The recycling experiments were based on fluorescence quenching of Alexa 488 using an anti-Alexa 488 polyclonal antibody (Life Technologies; A11094) and were performed as described previously. Briefly, cells were pulsed with 2 or 10 μg/ml Alexa 488-labeled trastuzumab (degree of labeling = 1) for 30 min at 37°C to allow receptor-mediated endocytosis of the antibodies. The cells were placed on ice, washed three times with ice cold HBSS buffer and incubated on ice for 10 min in HBSS buffer. The cells were then pulsed with 50 μg/ml anti-Alexa 488 antibody for 25 min with agitation to quench the Alexa 488 fluorescence signal on the cell surface. The cells were washed twice with room temperature PBS and chased for different times at 37°C in pre-warmed medium containing 25 μg/ml anti-Alexa 488 antibody to quench the Alexa 488 signal when the antibody recycles from the cell interior back to the plasma membrane. To assess transferrin recycling, cells (in separate wells) were pulsed with 5 μg/ml of Alexa 647-labeled transferrin and subjected to the same treatment as for trastuzumab-treated cells except that anti-Alexa 488 antibody was not used and also cells were chased in medium with or without 0.25 mg/ml unlabeled transferrin. At the end of each chase phase, the cells were harvested by trypsinization, pelleted by centrifugation, and immediately analyzed using flow cytometry (FACSCalibur, Becton Dickinson) to determine the amount of trastuzumab or transferrin present inside the cells. The fraction of recycled trastuzumab or transferrin was calculated by normalizing the fluorescence signal at each time point with the signal pertaining to the 0 min chase time point and is expressed as a percentage.

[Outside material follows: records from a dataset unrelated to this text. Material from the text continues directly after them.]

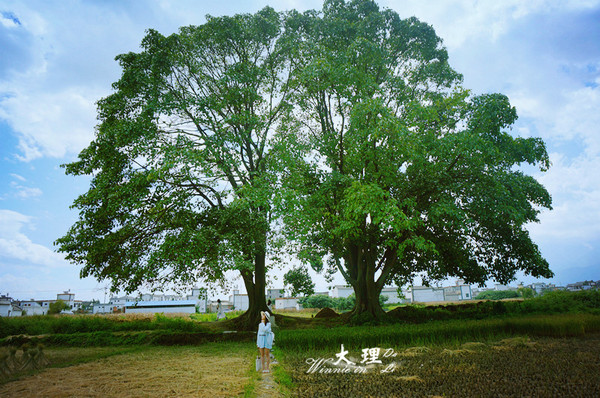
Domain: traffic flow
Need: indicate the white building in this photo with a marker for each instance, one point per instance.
(392, 294)
(153, 307)
(341, 291)
(107, 308)
(273, 294)
(286, 303)
(5, 306)
(200, 298)
(239, 301)
(458, 293)
(32, 307)
(424, 294)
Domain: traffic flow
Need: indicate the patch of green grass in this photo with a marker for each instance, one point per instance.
(439, 332)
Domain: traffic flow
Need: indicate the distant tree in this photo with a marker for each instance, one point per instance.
(317, 301)
(57, 306)
(299, 281)
(526, 292)
(400, 171)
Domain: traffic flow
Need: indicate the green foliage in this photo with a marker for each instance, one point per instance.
(57, 306)
(181, 182)
(497, 295)
(338, 303)
(300, 281)
(526, 292)
(419, 176)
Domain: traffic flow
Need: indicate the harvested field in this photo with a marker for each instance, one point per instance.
(209, 370)
(512, 367)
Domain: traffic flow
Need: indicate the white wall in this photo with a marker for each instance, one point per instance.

Immunofluorescence microscopy

The cells were seeded in glass-bottomed dishes (Mattek Corporation) pre-coated with poly-l-lysine and grown in phenol-red free medium for two days. The cells were pulsed for 15 min with either 5 μg/ml Alexa 488-labeled trastuzumab (SK-BR-3 or LAPC-4 cells) or 10 μg/ml Alexa 555-labeled trastuzumab (LAPC-4 cells) at 37°C and chased for the indicated times. To assess fluid phase uptake, the cells (in separate dishes) were pulsed for 15 min with 5 μg/ml Alexa 488-labeled human anti-HEL IgG (SK-BR-3) or 10 μg/ml Alexa 555-labeled human anti-HEL-IgG (LAPC-4) at 37°C. To quench the signal from the cell surface bound Alexa 488-labeled trastuzumab, cells were washed twice with ice-cold HBSS, incubated on ice for 10 min in ice-cold HBSS and incubated for 30 min on ice in medium containing 50 μg/ml anti-Alexa 488 antibody. Cells were then washed with PBS, fixed with 1.7% paraformaldehyde for 10 min at 37°C, permeabilized with 0.025% saponin for 10 min at room temperature, then stained and counter-stained with primary and secondary antibodies, respectively, each for 25 min at 37°C in 1% BSA in PBS. Cells were stored in 1% BSA in PBS at 37°C and imaged within two days.

Cells were imaged using a Zeiss Axiovert 200M microscope fitted with a Zeiss 100× 1.4NA planapochromat objective and an ORCA CCD camera (Hamamatsu). All image processing was performed in the MIATool software package. Image intensities were linearly adjusted for each channel and the individual channels were overlaid to create the color images. The region showing the cell of interest was cropped and exported in uncompressed tiff format. To analyze the location of trastuzumab in endosomes or lysosomes, fluorescence intensity plots were generated by subtracting the background fluorescence intensity from the signal in regions of interest along the displayed dotted yellow lines. The color images were then assembled in Canvas software (ACD Systems) and saved in tiff file format.